As you can see in the previous image you are viewing statistic of usage of the T-POT host, on the right you see the menu where you can check specifics of any aspect of the host system.
T-POT Web UI
To connect to the Web UI you can use the credentials “webuser” and the password specified in the variable “web_password”.When you connect to it you will need to accept also the self generated certificate and you will be presented with the following screen where you can choose between different tools, we will be focus on the Kibana tool to see the logs generated by the honeypots.
When you click on the Kibana link you will be presented with the following screen where you can select from different dashboards, each dashboard correspond to each honeypot and there is a general dashboard where you can see all the attacks and from where they are coming.
In the search field search for “t-pot” and you will be presented with two dashboards:
- T-Pot Live Attack Map: Where you can see a Live Map and all the attacks that are happening at the moment
- T-Pot: This dashboard is a general historic dashboard where you can see statistics of all the attacks that happened since the server was up
Notice in the last image how many attacks we received in the last hour, this give you an idea on how secure are your digital assets that are exposed to the Internet, they are under constant attack and any vulnerability not patched can be the cause of a security event in no time at all. If you want to scan your digital assets that are exposed to the internet to know if they are vulnerable in a regular basis, you can try out free and paid tools here: https://www.bokehsolutions.com/scanning-services-pricing.html
Destroy the AWS Infrastructure created for T-POT
Any infrastructure created manually you can remove it or destroy it manually by login in in the AWS console, and any infrastructure created with Terraform you need to issue the following command:
terraform destroy
Type “yes” when prompted and wait for Terraform to finish.
Conclusion
In conclusion, T-POT is a comprehensive and effective honeypot solution that provides organizations with valuable insights into cyber threats. By emulating vulnerable systems and services, and collecting data about attacker tactics and techniques, T-POT enables organizations to proactively defend against cyber threats.
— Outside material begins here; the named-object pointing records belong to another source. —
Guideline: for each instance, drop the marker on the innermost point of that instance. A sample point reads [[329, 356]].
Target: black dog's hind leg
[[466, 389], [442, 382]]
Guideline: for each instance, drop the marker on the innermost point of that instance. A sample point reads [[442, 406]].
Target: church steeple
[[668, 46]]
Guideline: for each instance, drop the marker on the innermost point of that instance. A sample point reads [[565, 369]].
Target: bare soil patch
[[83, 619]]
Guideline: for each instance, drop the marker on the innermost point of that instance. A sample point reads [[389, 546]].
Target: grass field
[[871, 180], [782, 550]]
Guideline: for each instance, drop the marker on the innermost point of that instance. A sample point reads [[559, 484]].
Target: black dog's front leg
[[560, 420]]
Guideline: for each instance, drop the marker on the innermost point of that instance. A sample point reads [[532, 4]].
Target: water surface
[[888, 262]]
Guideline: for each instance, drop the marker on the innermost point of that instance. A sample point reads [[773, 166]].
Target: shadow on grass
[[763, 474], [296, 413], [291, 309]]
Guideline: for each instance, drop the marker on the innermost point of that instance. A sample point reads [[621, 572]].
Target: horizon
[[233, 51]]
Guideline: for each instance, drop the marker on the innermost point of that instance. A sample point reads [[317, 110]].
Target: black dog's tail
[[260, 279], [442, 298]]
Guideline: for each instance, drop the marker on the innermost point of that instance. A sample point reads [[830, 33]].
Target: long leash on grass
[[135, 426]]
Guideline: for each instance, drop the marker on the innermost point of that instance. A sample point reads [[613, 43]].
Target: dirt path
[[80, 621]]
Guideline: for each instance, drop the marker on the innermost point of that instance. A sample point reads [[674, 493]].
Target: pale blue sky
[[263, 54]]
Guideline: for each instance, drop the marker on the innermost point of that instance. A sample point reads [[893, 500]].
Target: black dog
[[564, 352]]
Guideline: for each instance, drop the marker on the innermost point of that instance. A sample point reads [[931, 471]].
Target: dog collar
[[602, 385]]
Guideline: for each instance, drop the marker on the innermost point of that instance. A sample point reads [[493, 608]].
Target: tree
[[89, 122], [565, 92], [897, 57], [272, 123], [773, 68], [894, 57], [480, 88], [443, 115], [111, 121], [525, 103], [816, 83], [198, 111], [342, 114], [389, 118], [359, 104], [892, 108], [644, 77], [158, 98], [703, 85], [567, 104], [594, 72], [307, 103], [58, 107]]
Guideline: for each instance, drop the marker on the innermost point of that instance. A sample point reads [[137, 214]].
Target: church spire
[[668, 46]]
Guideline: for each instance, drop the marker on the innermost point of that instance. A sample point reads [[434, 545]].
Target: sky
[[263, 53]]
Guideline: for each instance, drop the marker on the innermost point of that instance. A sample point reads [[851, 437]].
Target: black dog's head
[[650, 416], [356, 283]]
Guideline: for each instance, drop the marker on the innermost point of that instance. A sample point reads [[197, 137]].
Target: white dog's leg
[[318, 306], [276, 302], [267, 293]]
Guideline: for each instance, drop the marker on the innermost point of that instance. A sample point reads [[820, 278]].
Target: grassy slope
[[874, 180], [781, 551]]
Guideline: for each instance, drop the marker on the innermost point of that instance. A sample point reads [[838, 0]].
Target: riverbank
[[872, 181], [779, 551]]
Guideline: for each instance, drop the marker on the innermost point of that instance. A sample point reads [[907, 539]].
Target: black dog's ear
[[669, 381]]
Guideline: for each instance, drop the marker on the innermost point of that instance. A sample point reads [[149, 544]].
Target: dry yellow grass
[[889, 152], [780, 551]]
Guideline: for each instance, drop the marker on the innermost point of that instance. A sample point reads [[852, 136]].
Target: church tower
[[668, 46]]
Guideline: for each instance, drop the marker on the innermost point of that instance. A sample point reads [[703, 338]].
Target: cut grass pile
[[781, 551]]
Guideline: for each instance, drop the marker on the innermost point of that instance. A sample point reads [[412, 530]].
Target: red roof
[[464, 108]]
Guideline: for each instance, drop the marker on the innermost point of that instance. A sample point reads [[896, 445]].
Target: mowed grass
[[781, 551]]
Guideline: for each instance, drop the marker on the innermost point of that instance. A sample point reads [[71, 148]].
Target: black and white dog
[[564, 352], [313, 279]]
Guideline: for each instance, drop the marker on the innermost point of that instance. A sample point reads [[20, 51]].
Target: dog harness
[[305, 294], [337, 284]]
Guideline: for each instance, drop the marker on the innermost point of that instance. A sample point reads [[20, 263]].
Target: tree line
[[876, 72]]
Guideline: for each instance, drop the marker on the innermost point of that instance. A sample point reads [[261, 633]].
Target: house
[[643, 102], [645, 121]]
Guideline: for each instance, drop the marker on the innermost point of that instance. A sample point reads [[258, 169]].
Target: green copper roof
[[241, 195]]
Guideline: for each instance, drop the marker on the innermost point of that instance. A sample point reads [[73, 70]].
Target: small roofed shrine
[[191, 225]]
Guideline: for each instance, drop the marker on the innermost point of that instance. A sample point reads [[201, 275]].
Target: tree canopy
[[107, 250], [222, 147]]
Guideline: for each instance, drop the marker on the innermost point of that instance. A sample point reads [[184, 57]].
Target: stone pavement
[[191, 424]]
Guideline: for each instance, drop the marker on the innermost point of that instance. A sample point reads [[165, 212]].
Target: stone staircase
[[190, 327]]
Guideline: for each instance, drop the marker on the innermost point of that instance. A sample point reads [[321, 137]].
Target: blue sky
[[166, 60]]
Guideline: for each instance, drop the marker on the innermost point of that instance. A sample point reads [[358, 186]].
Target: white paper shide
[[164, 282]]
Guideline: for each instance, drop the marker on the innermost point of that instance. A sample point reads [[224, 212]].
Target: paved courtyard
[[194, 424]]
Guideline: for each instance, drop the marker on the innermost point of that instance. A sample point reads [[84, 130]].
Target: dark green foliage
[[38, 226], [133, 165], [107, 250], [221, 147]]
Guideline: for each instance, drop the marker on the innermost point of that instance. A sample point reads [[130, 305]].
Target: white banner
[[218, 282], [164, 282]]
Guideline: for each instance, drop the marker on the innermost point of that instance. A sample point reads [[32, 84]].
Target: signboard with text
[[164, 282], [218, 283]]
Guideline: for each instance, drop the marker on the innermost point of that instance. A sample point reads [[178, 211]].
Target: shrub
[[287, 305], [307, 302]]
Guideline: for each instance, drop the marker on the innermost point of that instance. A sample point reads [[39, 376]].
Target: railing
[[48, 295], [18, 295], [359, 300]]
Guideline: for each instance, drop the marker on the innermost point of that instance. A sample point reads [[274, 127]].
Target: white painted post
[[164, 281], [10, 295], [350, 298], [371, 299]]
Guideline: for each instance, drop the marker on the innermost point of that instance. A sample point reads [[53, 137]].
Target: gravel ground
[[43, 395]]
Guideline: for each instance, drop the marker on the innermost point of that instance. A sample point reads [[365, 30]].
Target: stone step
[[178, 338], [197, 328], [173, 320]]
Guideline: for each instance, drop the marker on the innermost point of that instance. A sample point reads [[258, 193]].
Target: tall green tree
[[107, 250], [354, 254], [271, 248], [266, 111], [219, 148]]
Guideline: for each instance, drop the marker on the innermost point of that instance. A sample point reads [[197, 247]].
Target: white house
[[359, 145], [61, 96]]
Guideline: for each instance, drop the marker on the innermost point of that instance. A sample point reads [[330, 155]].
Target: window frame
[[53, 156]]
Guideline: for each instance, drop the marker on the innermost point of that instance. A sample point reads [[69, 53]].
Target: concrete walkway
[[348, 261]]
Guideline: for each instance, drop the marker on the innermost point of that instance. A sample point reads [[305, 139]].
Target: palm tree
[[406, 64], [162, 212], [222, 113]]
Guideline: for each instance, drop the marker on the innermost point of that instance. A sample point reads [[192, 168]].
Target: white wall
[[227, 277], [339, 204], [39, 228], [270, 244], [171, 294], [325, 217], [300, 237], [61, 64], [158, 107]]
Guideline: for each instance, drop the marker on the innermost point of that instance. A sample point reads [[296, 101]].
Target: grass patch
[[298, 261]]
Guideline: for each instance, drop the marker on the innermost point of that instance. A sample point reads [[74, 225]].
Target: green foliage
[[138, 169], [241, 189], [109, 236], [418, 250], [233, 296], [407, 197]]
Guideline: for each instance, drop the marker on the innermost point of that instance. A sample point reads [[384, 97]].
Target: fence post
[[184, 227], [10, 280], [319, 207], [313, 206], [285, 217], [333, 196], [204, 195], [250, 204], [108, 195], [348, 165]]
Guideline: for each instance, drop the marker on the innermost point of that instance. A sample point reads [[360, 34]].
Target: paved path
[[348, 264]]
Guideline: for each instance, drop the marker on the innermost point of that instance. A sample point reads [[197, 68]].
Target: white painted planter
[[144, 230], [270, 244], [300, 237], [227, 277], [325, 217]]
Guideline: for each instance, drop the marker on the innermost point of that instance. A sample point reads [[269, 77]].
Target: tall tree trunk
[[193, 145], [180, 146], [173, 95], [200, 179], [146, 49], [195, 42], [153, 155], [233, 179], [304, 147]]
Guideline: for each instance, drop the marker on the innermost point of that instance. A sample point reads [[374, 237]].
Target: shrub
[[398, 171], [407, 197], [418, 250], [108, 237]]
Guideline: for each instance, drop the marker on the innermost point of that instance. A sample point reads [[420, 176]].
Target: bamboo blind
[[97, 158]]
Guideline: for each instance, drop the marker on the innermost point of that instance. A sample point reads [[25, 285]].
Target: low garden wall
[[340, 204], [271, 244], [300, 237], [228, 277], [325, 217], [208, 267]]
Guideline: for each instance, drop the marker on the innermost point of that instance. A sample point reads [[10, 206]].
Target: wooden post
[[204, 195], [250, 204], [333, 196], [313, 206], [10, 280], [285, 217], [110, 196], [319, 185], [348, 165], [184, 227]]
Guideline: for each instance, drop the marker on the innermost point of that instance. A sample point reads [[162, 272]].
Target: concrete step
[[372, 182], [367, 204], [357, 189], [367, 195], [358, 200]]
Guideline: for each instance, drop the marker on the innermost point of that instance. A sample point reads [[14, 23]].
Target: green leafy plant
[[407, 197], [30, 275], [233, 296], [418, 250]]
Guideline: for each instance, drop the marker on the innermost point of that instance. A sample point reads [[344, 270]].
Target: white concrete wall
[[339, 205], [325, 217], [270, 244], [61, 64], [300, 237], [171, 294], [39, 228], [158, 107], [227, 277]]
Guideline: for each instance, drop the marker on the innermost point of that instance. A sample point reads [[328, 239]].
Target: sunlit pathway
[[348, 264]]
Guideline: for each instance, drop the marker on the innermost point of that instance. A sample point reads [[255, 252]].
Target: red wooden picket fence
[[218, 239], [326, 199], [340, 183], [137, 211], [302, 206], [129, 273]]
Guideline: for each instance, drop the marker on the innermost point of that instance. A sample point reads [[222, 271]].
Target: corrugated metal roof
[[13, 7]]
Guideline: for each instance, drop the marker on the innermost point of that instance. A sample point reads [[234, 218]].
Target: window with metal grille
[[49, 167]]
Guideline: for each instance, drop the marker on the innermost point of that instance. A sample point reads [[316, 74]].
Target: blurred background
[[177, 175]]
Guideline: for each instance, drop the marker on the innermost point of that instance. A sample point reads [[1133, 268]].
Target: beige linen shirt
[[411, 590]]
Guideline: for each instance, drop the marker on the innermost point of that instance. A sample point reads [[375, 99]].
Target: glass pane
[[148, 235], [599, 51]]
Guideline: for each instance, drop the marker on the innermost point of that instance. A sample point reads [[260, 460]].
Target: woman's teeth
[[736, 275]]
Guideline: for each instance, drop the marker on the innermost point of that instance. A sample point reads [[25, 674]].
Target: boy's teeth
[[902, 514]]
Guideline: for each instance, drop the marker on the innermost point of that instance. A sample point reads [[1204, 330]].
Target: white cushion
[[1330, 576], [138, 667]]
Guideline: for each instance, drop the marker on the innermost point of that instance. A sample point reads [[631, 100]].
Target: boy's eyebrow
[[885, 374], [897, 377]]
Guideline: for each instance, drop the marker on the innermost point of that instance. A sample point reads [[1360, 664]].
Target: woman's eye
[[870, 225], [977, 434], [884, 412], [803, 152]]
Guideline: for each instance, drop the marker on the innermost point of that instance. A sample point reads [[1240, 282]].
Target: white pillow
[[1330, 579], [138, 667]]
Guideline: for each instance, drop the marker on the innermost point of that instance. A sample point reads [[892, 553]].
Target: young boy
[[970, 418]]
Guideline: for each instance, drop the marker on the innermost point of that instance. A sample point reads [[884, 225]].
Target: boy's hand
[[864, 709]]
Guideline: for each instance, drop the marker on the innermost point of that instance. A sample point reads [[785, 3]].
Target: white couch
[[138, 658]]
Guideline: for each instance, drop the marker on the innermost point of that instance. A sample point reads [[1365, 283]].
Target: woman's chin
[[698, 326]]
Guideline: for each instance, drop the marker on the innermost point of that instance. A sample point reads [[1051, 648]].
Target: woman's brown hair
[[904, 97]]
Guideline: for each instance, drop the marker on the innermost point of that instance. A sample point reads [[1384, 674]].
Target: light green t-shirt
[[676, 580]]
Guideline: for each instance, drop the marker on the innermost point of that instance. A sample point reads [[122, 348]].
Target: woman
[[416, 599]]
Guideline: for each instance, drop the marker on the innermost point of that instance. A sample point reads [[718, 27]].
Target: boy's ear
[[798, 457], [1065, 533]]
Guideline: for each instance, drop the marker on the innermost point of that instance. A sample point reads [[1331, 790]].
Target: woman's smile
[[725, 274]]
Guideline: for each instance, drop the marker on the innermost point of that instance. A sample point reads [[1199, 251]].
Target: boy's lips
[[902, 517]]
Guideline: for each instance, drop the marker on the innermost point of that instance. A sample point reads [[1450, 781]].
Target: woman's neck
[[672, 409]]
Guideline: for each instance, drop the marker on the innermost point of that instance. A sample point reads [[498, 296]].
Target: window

The T-POT architecture is designed to ensure security and separation by isolating each honeypot and tool in a container, and using a shared volume to persist all the data used by ELK. Additionally, T-POT provides five groups of services that work together to provide a complete honeypot environment.
In this article, we focused on the installation of T-POT in Amazon Web Services using Terraform scripts provided by the project. By following the steps outlined in this article, organizations can easily deploy T-POT in their AWS environment and start collecting valuable data about cyber threats.
Overall, T-POT is an excellent choice for organizations that want to take a proactive approach to cybersecurity and gain a deeper understanding of the threats they face.